He told the BBC he had no choice because his family owes money to people traffickers.
One security guard at one of the hotels said: ‘You’ve got nothing to occupy these guys. So of course they’re going to go out there and work.’
Journalists and the public are barred from Home Office migrant hotels but the BBC said it had ‘gained access through migrant contacts who had made the journey across the English Channel from France’.
Ms Mitchell added that she had chatted to families who has been waiting in the country for almost a decade for their cases to be ruled on.
Migrants interviewed on the programme also admitted doing black market jobs, with some paid as little as £20 for shifts of 10 or 11 hours.

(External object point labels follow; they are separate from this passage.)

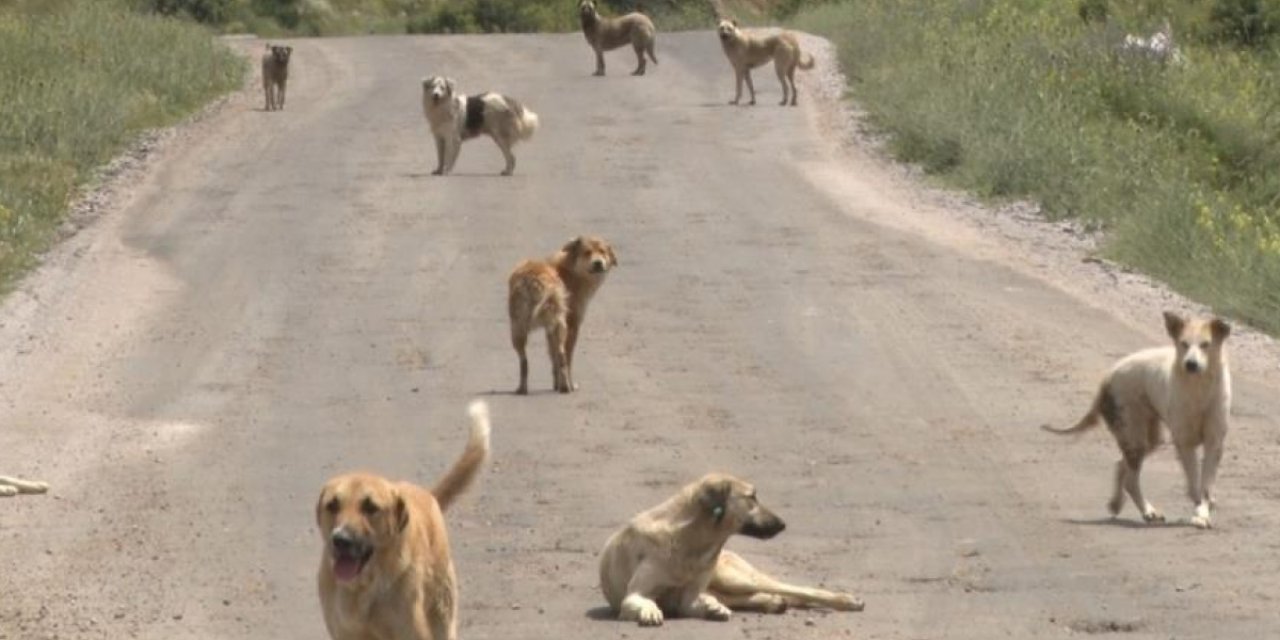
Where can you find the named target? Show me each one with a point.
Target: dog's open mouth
(348, 562)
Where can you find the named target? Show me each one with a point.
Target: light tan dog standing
(1187, 387)
(670, 561)
(608, 33)
(275, 74)
(746, 51)
(385, 571)
(553, 295)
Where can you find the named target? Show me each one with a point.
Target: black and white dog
(456, 117)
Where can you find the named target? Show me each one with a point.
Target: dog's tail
(467, 466)
(1089, 419)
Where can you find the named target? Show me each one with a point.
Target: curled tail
(465, 469)
(1096, 411)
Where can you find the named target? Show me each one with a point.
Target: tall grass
(1024, 99)
(78, 81)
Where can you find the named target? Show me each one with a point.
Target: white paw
(649, 616)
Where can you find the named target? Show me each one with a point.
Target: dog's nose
(342, 540)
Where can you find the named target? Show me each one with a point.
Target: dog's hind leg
(520, 341)
(640, 62)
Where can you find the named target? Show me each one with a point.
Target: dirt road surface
(286, 296)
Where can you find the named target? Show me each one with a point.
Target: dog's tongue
(346, 568)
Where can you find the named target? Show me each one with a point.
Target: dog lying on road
(553, 293)
(670, 560)
(1187, 387)
(456, 118)
(275, 74)
(10, 487)
(385, 571)
(609, 33)
(746, 51)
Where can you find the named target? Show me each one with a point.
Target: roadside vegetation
(78, 81)
(352, 17)
(1174, 159)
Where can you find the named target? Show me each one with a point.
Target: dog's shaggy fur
(455, 118)
(608, 33)
(1188, 388)
(10, 485)
(553, 293)
(275, 74)
(746, 51)
(668, 561)
(385, 571)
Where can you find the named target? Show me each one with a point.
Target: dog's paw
(649, 616)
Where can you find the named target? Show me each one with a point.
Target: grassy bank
(80, 80)
(1025, 99)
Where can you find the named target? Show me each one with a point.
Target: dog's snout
(342, 540)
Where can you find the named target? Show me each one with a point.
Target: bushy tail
(467, 466)
(1086, 423)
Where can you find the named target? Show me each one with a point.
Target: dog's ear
(1174, 324)
(572, 246)
(401, 513)
(1220, 329)
(713, 498)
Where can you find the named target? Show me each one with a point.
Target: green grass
(80, 80)
(1023, 99)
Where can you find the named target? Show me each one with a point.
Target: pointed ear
(1174, 324)
(1220, 329)
(572, 246)
(714, 499)
(401, 513)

Arrivals have previously secured asylum by arguing deportation Article 3 rights under the European Convention on Human Rights, which protects against persecution and torture.
Many of these jobs had been arranged before they even crossed the Channel, with money sent back to the asylum seekers’ home country as soon as they were paid.
At the end of June there were just over 32,000 in taxpayer-funded hotels, up eight per cent in a year.
The Home Office has also said an all-time high of 111,084 asylum applications were lodged in the year to June, up 14 per cent on the previous 12 months.
Despite increasing numbers, Labour has said it will close all migrant hotels by 2029.
In August Epping Forest District Council won a temporary High Court injunction to stop migrants being placed at The Bell hotel, in Epping.
But the Home Office successfully challenged the decision at the Court of Appeal, and the hotel remains open pending any further legal action.
The amount of taxpayer’s money spent on asylum support fell to £4.76billion in 2024-25, down from £5.38billion the previous year.
But costs are massively higher than a decade ago, when the figure stood at less than £475million a year.
A Home Office spokesman said: ‘The Home Secretary has asked the department to urgently look into the use of taxis to transfer asylum seekers.’